Cruise beat Google by offering free rides in its fully autonomous vehicles in February. Cruise also bagged approval for monetizing the rides in early June.
Cruise chief Kyle Vogt said, "If this can operate in a major U.S. city, like San Francisco, where there's a high willingness to pay, high population density, high demand, high complexity, then it can operate in many places."
GM banked on the 3,000-strong Cruise team to build driverless tech for personal vehicles by mid-decade.
Google's Waymo has been operating a more extensive robotaxi service in suburban Phoenix, Arizona, since 2020. However, Waymo failed to expand in other, more complex cities despite testing for years in San Francisco.
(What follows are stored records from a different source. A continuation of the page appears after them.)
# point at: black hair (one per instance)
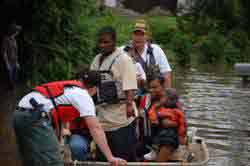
(90, 78)
(13, 28)
(108, 30)
(154, 74)
(172, 98)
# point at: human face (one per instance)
(106, 44)
(139, 39)
(156, 89)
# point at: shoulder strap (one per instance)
(113, 61)
(58, 130)
(157, 113)
(151, 55)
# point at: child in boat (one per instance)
(168, 127)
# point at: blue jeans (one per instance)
(36, 140)
(79, 145)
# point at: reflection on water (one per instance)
(214, 103)
(220, 109)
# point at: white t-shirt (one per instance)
(160, 57)
(75, 96)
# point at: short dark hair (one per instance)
(172, 98)
(155, 75)
(90, 78)
(108, 30)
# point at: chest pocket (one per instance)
(107, 91)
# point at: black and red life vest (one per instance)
(63, 113)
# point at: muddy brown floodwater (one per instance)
(214, 102)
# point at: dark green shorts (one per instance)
(36, 140)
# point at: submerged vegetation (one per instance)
(63, 35)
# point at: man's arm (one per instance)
(129, 102)
(167, 79)
(99, 137)
(4, 54)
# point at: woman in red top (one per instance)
(166, 118)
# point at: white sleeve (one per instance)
(81, 100)
(161, 58)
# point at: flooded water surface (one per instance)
(214, 103)
(220, 109)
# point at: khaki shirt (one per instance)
(114, 116)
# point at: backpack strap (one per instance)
(58, 130)
(151, 55)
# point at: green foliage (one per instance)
(57, 39)
(212, 48)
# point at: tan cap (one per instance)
(140, 25)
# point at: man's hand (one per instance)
(130, 111)
(115, 161)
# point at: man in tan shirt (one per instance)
(116, 118)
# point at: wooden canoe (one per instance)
(198, 150)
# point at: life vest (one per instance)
(175, 114)
(155, 115)
(64, 113)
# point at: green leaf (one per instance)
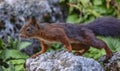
(97, 2)
(7, 54)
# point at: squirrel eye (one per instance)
(28, 29)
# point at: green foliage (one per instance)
(10, 53)
(87, 10)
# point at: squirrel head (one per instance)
(29, 29)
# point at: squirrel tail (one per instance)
(107, 26)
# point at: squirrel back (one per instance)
(106, 26)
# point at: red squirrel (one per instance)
(74, 36)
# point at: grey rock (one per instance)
(61, 61)
(113, 63)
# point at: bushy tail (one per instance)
(107, 26)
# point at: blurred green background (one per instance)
(79, 11)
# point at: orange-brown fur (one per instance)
(77, 38)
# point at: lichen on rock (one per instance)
(62, 61)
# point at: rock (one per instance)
(62, 61)
(113, 63)
(14, 14)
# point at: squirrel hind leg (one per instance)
(79, 48)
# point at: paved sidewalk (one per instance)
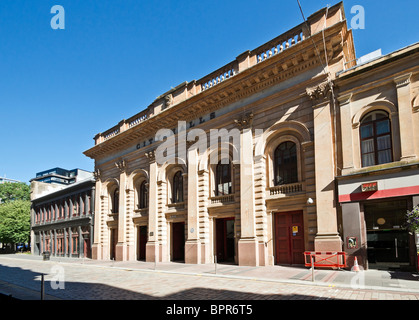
(377, 282)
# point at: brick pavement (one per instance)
(121, 281)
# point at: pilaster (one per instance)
(247, 245)
(121, 246)
(193, 243)
(152, 246)
(327, 238)
(97, 246)
(407, 135)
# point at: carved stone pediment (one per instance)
(96, 174)
(320, 92)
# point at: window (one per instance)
(285, 164)
(177, 188)
(143, 195)
(376, 145)
(115, 203)
(223, 179)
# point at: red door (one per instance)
(142, 241)
(225, 240)
(178, 241)
(289, 238)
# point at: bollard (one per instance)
(312, 268)
(42, 287)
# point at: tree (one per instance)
(14, 191)
(15, 221)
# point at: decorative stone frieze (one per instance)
(121, 165)
(245, 122)
(320, 92)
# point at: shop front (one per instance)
(374, 208)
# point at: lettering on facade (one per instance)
(368, 187)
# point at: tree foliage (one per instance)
(14, 191)
(15, 221)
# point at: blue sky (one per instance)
(58, 88)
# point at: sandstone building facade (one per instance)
(265, 193)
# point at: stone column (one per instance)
(248, 253)
(97, 213)
(327, 238)
(70, 244)
(152, 246)
(121, 246)
(407, 134)
(193, 243)
(354, 229)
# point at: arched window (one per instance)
(223, 179)
(376, 145)
(143, 195)
(115, 202)
(285, 163)
(177, 188)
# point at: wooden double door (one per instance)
(178, 241)
(225, 245)
(289, 238)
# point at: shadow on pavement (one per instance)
(27, 286)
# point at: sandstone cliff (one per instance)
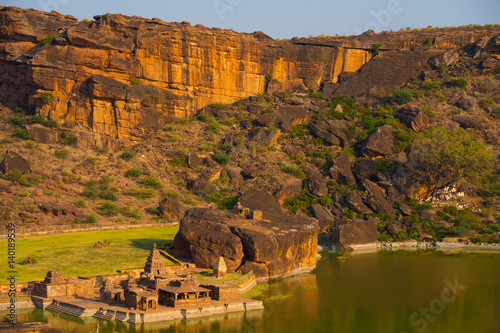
(120, 78)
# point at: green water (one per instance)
(398, 291)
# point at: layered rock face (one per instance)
(122, 77)
(270, 244)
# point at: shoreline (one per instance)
(429, 245)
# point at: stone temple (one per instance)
(160, 293)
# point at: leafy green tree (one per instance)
(444, 157)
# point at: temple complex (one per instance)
(160, 293)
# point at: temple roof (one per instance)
(184, 289)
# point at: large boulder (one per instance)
(341, 170)
(380, 143)
(367, 168)
(286, 117)
(377, 198)
(63, 211)
(13, 162)
(467, 121)
(320, 130)
(318, 185)
(468, 103)
(194, 161)
(355, 232)
(201, 186)
(413, 117)
(291, 189)
(323, 215)
(5, 187)
(270, 246)
(449, 58)
(355, 203)
(171, 209)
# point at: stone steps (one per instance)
(63, 309)
(103, 316)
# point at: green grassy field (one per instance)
(73, 253)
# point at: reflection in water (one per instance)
(388, 291)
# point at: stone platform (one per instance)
(93, 307)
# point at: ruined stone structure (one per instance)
(220, 269)
(272, 245)
(120, 78)
(154, 263)
(55, 285)
(111, 294)
(158, 286)
(156, 274)
(223, 291)
(184, 293)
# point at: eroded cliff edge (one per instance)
(121, 78)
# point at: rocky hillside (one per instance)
(127, 120)
(120, 78)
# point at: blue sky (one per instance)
(286, 19)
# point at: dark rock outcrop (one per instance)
(270, 246)
(319, 129)
(134, 73)
(193, 161)
(341, 170)
(13, 162)
(380, 143)
(171, 209)
(467, 121)
(286, 117)
(355, 203)
(366, 169)
(5, 187)
(200, 186)
(323, 215)
(413, 117)
(289, 190)
(355, 232)
(60, 210)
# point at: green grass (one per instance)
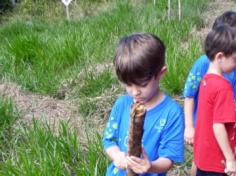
(37, 150)
(39, 55)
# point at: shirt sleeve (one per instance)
(110, 135)
(224, 108)
(195, 75)
(172, 142)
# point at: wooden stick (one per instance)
(135, 133)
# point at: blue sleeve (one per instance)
(110, 136)
(172, 142)
(195, 75)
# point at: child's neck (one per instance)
(215, 69)
(155, 100)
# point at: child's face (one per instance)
(229, 63)
(145, 92)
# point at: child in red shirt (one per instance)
(215, 135)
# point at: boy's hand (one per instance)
(139, 165)
(189, 134)
(230, 167)
(120, 160)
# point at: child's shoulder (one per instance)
(171, 104)
(202, 60)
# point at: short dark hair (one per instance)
(139, 57)
(228, 17)
(221, 39)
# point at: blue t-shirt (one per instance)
(162, 137)
(195, 75)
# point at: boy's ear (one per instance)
(219, 56)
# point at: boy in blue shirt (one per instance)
(192, 83)
(140, 64)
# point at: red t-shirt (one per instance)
(215, 105)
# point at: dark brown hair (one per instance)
(221, 39)
(139, 57)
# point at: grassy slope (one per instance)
(40, 55)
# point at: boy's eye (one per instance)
(143, 84)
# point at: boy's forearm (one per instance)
(113, 151)
(188, 111)
(222, 139)
(160, 165)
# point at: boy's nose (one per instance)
(136, 91)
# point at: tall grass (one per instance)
(37, 150)
(39, 55)
(8, 116)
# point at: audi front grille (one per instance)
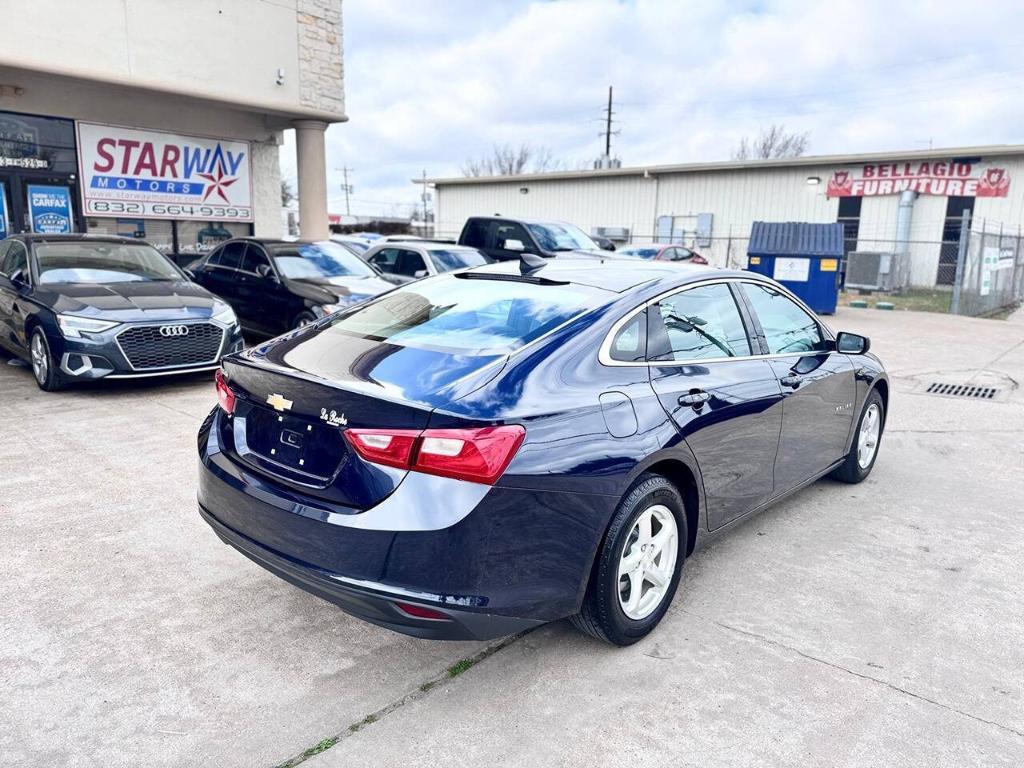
(151, 347)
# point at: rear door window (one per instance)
(231, 255)
(475, 235)
(410, 262)
(630, 344)
(16, 258)
(510, 230)
(701, 323)
(786, 327)
(254, 258)
(385, 260)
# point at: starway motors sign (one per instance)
(127, 172)
(939, 177)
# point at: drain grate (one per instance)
(963, 390)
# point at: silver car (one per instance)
(409, 260)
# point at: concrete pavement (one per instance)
(849, 626)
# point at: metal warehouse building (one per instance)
(911, 202)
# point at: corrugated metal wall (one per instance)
(736, 199)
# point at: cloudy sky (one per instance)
(431, 83)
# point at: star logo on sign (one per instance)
(217, 183)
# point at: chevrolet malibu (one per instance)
(479, 453)
(81, 307)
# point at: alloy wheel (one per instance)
(40, 358)
(648, 562)
(867, 439)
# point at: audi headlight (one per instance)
(225, 314)
(73, 327)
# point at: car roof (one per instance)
(75, 238)
(610, 273)
(500, 217)
(655, 246)
(426, 245)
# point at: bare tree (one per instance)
(506, 160)
(772, 142)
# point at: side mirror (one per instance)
(852, 343)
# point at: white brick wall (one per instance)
(321, 68)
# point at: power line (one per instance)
(346, 187)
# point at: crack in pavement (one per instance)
(862, 676)
(414, 695)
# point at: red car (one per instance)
(662, 252)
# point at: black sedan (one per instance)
(477, 453)
(275, 286)
(82, 308)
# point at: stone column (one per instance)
(309, 147)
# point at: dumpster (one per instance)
(802, 256)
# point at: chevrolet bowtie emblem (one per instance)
(279, 402)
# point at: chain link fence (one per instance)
(990, 272)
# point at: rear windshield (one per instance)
(638, 253)
(467, 316)
(101, 262)
(312, 260)
(445, 261)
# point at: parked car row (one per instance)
(400, 450)
(83, 307)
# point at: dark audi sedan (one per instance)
(80, 307)
(484, 451)
(275, 286)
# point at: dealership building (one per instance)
(909, 203)
(163, 121)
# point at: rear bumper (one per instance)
(495, 560)
(373, 602)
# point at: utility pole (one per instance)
(424, 197)
(347, 188)
(607, 127)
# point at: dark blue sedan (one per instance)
(82, 307)
(482, 452)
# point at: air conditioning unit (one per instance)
(617, 233)
(878, 270)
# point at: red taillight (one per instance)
(224, 394)
(420, 611)
(392, 448)
(479, 455)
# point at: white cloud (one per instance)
(430, 84)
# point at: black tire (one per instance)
(303, 318)
(850, 470)
(601, 614)
(46, 375)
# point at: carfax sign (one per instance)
(49, 209)
(127, 172)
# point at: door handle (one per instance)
(695, 398)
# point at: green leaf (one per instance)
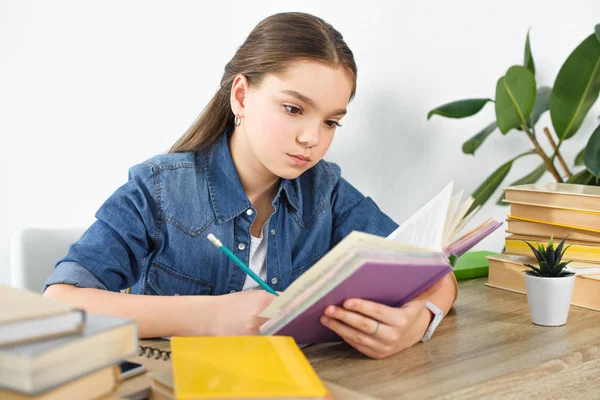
(473, 144)
(459, 109)
(532, 177)
(579, 157)
(541, 105)
(576, 88)
(536, 252)
(591, 156)
(515, 97)
(583, 177)
(528, 62)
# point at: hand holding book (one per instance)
(389, 271)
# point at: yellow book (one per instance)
(574, 219)
(227, 367)
(559, 195)
(576, 251)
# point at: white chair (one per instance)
(34, 252)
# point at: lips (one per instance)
(301, 157)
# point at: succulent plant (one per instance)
(549, 259)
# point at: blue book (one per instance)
(35, 367)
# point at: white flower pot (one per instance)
(549, 299)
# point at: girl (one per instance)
(250, 171)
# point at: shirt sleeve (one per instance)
(110, 254)
(354, 212)
(72, 273)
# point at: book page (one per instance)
(425, 228)
(339, 254)
(459, 217)
(461, 225)
(301, 304)
(455, 213)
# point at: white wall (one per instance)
(88, 89)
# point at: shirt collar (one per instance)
(226, 192)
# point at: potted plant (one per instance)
(549, 286)
(519, 104)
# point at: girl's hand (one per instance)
(400, 328)
(237, 313)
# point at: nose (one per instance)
(309, 137)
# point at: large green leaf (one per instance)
(515, 97)
(532, 177)
(528, 61)
(583, 177)
(542, 104)
(473, 144)
(579, 157)
(459, 109)
(489, 186)
(591, 156)
(576, 88)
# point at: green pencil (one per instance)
(213, 239)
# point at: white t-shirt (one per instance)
(258, 255)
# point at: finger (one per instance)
(379, 312)
(348, 333)
(353, 319)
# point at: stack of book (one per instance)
(52, 350)
(539, 212)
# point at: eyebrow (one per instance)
(310, 102)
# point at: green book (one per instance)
(472, 264)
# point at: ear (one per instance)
(239, 90)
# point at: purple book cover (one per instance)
(390, 284)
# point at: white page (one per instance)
(425, 228)
(462, 224)
(451, 217)
(457, 223)
(340, 253)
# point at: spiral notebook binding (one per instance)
(150, 352)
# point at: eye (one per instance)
(332, 124)
(292, 110)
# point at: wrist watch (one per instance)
(437, 318)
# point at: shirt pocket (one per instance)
(165, 281)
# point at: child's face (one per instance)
(295, 114)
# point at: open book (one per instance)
(390, 270)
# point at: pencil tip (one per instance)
(213, 239)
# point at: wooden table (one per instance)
(486, 347)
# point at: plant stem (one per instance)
(540, 151)
(560, 159)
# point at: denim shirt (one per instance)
(150, 234)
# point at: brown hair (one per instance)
(272, 44)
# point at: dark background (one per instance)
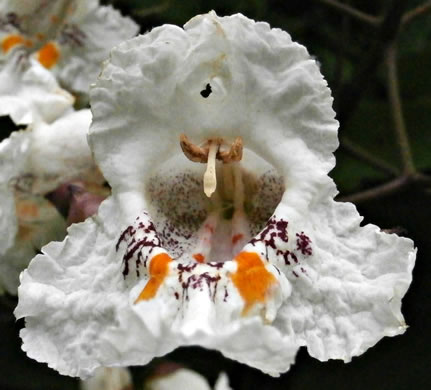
(353, 56)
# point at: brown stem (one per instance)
(396, 109)
(348, 10)
(415, 12)
(367, 157)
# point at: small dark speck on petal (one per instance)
(207, 91)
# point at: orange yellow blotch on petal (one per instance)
(27, 209)
(13, 40)
(253, 281)
(49, 55)
(159, 269)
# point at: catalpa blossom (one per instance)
(34, 162)
(116, 378)
(222, 230)
(184, 378)
(69, 37)
(29, 93)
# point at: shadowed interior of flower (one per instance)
(205, 210)
(226, 236)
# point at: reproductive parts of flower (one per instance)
(232, 251)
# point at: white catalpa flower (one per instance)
(222, 230)
(115, 378)
(69, 37)
(33, 163)
(30, 94)
(184, 378)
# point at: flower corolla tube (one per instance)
(69, 37)
(222, 230)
In 2021, GM disclosed "rapid scaling" phase for Cruise would start in 2023, leaving behind the likes of Tesla, Inc (NASDAQ:TSLA).
GM chief Mary Barra expected Cruise to grow from zero to $50 billion in revenue by the decade's end.
In 2023, Cruise looks to deploy the Origin, a purpose-built robotaxi with no steering wheel or pedals, in Dubai. However, Vogt acknowledged bottlenecks, including manufacturing, mapping, and having the infrastructure to operate and clean the vehicles across countless cities.
In 2021, Cruise's valuation crossed over $30 billion, matching Waymo's, when Microsoft Corp (NASDAQ:MSFT) declared serving as both partner and investor alongside Honda Motor Company, Ltd (NYSE:HMC) and Walmart Inc (NYSE:WMT).
UBS cited Cruise as a "key" reason behind its Buy rating on the shares of GM, whose own valuation is just above $50 billion.
Wolfe Research saw that no other AV company is at this development phase or aiming for this kind of scale in this timeframe.
Price Action: GM shares traded higher by 1.27% at $31.82 in the premarket on the last check Friday.